Additionally we can use mapreduce on server side to split the set and merge results later. And using length or start of line as the mapper key.
void deleteDuplicates(File filename) throws IOException{
#SuppressWarnings("resource")
BufferedReader reader = new BufferedReader(new FileReader(filename));
Set<String> lines = new LinkedHashSet<String>();
String line;
String delims = " ";
System.out.println("Read the duplicate contents now and writing to file");
while((line=reader.readLine())!=null){
line = line.trim();
StringTokenizer str = new StringTokenizer(line, delims);
while (str.hasMoreElements()) {
line = (String) str.nextElement();
lines.add(line);
BufferedWriter writer = new BufferedWriter(new FileWriter(filename));
for(String unique: lines){
writer.write(unique+" ");
}
writer.close();
}
}
System.out.println(lines);
System.out.println("Duplicate removal successful");
}
These answers all rely on the file being small enough to store in memory.

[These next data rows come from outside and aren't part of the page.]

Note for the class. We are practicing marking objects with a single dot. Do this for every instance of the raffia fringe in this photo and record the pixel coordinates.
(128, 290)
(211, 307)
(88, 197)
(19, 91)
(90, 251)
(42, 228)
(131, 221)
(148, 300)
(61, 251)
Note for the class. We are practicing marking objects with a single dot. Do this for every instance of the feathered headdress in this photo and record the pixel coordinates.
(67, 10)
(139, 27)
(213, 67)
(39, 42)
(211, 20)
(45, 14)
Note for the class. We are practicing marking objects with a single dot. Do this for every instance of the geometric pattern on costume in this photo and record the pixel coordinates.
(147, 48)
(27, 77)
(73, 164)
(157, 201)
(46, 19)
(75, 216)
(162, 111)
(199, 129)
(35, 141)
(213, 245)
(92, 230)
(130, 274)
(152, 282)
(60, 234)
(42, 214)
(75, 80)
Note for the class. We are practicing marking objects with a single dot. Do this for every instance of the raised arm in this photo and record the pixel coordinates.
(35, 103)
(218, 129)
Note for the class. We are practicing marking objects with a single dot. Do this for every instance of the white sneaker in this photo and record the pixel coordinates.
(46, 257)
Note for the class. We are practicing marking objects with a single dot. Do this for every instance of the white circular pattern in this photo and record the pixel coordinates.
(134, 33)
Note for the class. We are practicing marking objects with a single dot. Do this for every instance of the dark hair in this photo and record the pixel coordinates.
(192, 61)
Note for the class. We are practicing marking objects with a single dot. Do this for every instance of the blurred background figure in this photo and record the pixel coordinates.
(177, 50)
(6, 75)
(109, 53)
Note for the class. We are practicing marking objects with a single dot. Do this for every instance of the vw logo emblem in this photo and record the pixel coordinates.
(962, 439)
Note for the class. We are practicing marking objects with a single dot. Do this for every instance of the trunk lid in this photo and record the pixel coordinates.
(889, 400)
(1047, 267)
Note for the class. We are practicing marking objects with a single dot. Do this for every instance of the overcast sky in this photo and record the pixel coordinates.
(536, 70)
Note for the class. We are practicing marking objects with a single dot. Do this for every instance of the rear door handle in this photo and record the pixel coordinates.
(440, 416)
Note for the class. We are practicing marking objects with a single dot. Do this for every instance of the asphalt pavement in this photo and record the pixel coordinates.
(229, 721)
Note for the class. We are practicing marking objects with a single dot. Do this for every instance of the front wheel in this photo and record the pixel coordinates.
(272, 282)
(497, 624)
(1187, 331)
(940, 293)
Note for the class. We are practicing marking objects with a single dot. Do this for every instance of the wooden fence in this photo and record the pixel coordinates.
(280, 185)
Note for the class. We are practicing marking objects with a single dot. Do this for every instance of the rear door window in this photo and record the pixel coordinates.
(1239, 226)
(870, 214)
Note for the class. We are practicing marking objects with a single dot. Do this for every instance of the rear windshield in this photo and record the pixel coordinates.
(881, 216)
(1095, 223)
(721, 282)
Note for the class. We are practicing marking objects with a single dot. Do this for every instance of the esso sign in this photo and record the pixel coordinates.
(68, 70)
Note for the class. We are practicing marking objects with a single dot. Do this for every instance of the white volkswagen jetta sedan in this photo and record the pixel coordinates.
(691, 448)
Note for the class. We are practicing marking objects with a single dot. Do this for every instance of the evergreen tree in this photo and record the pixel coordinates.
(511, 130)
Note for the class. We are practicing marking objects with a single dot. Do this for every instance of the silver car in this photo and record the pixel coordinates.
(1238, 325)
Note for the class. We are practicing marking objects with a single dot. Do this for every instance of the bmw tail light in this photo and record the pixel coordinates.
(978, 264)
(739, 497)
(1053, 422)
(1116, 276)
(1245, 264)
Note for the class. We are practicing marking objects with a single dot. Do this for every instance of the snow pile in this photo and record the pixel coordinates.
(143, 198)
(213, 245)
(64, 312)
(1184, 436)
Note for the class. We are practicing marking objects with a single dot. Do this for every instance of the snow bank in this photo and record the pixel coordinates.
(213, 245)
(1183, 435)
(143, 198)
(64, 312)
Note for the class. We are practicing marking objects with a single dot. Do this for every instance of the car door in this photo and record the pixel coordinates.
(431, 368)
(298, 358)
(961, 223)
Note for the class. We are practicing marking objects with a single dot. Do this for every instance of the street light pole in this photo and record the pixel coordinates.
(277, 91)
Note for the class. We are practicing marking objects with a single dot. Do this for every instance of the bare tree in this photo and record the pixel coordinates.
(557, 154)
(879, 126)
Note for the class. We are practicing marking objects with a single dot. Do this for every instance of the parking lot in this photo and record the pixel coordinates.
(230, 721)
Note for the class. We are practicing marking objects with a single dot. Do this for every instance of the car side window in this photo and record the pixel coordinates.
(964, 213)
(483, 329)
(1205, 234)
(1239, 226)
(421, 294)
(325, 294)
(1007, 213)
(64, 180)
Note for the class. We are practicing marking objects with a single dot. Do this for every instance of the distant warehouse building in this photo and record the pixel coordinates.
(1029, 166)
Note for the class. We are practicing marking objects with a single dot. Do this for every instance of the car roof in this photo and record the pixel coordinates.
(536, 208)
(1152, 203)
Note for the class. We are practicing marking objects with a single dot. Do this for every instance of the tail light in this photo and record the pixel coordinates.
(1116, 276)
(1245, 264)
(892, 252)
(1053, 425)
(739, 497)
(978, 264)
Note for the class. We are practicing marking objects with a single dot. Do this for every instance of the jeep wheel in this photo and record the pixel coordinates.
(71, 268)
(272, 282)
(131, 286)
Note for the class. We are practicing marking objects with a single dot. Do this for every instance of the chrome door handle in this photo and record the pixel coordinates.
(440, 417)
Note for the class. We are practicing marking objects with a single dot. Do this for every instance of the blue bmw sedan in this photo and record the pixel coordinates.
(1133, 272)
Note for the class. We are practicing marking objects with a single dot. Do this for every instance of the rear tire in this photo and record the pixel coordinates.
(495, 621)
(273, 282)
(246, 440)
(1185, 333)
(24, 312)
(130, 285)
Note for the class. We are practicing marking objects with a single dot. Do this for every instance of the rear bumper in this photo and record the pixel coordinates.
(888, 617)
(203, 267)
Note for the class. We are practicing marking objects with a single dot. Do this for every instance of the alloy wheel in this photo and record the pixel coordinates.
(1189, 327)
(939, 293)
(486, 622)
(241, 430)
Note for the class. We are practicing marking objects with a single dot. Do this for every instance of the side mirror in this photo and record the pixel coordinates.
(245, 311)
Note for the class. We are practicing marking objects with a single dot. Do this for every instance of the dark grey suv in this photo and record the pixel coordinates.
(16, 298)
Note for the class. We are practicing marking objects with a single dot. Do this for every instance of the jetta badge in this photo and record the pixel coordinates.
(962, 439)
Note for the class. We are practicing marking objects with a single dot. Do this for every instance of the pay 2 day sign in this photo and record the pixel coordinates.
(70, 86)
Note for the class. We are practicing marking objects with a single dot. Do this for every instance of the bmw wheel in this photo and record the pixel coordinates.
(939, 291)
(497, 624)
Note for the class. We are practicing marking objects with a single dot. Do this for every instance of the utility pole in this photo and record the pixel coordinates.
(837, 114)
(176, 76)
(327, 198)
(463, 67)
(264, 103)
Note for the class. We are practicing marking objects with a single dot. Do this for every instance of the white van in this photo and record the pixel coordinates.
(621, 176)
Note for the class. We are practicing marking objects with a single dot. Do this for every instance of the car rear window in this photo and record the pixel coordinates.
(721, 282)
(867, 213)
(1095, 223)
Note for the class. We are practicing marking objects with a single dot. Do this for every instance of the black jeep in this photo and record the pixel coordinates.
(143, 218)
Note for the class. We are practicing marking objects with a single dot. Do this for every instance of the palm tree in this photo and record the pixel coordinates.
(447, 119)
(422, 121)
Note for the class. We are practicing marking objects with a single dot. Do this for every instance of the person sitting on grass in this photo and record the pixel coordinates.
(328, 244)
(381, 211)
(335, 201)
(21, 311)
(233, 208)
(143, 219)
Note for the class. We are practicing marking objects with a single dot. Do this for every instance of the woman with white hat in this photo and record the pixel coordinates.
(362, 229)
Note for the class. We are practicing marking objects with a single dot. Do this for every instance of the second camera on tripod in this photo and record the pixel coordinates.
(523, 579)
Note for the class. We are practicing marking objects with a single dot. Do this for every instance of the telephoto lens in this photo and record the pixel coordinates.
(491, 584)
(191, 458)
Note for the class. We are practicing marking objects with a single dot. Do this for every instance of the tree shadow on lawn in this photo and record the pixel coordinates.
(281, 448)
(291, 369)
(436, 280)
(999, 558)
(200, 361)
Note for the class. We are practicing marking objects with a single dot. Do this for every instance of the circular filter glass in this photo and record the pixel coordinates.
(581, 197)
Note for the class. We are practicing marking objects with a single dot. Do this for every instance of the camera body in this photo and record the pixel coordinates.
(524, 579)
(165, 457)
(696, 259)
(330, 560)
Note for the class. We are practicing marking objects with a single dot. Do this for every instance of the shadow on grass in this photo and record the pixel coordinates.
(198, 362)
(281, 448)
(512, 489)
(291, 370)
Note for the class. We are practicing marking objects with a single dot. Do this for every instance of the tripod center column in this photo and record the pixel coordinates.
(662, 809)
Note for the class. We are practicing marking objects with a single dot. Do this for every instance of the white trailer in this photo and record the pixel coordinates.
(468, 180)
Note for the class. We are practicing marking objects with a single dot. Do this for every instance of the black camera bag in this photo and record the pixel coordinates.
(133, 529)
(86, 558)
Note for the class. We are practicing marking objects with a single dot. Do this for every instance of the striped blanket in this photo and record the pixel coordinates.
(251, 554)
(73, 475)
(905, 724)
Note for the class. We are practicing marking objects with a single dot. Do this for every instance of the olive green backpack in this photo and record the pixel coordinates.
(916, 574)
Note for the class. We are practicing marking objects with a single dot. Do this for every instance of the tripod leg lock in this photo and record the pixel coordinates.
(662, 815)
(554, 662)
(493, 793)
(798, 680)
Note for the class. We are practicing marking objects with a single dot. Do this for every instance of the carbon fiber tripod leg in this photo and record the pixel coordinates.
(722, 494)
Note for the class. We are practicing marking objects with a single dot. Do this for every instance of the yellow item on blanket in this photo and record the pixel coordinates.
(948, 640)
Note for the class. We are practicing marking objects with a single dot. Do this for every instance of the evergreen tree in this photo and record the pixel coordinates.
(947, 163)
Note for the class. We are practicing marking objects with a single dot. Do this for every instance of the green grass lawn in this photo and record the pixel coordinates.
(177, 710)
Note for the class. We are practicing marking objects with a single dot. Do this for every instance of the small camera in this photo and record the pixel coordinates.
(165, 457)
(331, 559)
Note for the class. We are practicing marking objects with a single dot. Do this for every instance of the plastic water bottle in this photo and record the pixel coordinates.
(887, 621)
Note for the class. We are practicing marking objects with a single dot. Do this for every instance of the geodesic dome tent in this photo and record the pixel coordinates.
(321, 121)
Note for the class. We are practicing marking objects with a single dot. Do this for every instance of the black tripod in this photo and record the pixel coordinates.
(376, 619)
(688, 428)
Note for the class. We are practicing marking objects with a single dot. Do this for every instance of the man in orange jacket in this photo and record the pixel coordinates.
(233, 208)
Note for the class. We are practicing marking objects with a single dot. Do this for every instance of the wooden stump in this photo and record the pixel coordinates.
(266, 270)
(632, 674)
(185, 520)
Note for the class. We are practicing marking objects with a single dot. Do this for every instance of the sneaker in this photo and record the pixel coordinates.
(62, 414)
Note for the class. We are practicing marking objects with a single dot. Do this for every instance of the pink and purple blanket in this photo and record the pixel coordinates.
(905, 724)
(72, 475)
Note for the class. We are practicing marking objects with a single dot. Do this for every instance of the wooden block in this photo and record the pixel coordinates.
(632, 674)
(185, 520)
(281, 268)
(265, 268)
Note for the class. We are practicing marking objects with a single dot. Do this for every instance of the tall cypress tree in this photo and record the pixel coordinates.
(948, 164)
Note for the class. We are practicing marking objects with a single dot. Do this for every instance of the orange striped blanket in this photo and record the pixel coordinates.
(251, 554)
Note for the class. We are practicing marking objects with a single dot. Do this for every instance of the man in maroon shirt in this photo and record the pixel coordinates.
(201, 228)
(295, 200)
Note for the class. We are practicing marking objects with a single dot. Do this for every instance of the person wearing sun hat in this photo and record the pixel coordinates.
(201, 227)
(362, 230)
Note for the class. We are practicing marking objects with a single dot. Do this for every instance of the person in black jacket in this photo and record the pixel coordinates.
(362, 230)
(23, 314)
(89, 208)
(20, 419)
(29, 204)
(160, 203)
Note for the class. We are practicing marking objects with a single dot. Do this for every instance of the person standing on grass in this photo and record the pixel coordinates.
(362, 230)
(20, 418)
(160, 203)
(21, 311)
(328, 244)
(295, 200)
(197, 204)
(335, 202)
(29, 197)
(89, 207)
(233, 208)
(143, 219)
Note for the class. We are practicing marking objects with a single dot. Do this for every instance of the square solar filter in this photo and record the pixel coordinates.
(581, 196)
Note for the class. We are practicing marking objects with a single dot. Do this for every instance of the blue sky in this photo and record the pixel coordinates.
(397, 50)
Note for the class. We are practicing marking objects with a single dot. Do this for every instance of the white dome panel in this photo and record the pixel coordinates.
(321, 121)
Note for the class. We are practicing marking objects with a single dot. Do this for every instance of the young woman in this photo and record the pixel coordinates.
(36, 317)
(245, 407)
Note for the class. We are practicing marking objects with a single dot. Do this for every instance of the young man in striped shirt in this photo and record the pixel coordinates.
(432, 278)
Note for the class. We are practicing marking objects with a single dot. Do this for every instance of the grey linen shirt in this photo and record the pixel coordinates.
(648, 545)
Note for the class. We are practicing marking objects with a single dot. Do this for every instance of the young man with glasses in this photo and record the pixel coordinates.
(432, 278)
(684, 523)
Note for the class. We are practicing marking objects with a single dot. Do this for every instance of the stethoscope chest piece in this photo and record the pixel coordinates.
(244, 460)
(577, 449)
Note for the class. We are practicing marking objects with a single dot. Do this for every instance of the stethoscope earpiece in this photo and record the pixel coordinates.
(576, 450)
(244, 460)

If it is OK to sort the file, this is an algorithm that can be used on any sized file.
You need this library: https://github.com/lemire/externalsortinginjava
I assume you start with a file fileDumpCsvFileUnsorted and you will end up with a new file fileDumpCsvFileSorted that is sorted and has no dupes.
ExternalSort.sort(fileDumpCsvFileUnsorted, fileDumpCsvFileSorted);
int numDupes = 0;
File dupesRemoved = new File(fileDumpCsvFileSorted.getAbsolutePath() + ".nodupes");
String previousLine = null;
try (FileWriter fw = new FileWriter(dupesRemoved);
BufferedWriter bw = new BufferedWriter(fw);
FileReader fr = new FileReader(fileDumpCsvFileSorted);
LineIterator lineIterator = new LineIterator(fr)
) {
while (lineIterator.hasNext()) {
String nextLine = lineIterator.nextLine();
if (StringUtils.equals(nextLine, previousLine)) {
++numDupes;
continue;
}
bw.write(String.format("%s%n", nextLine));
previousLine = nextLine;
}
}
logger.info("Removed {} dupes from {}", numDupes, fileDumpCsvFileSorted.getAbsolutePath());
FileUtils.deleteQuietly(fileDumpCsvFileSorted);
FileUtils.moveFile(dupesRemoved, fileDumpCsvFileSorted);
The file fileDumpCsvFileSorted is now created sorted with no dupes.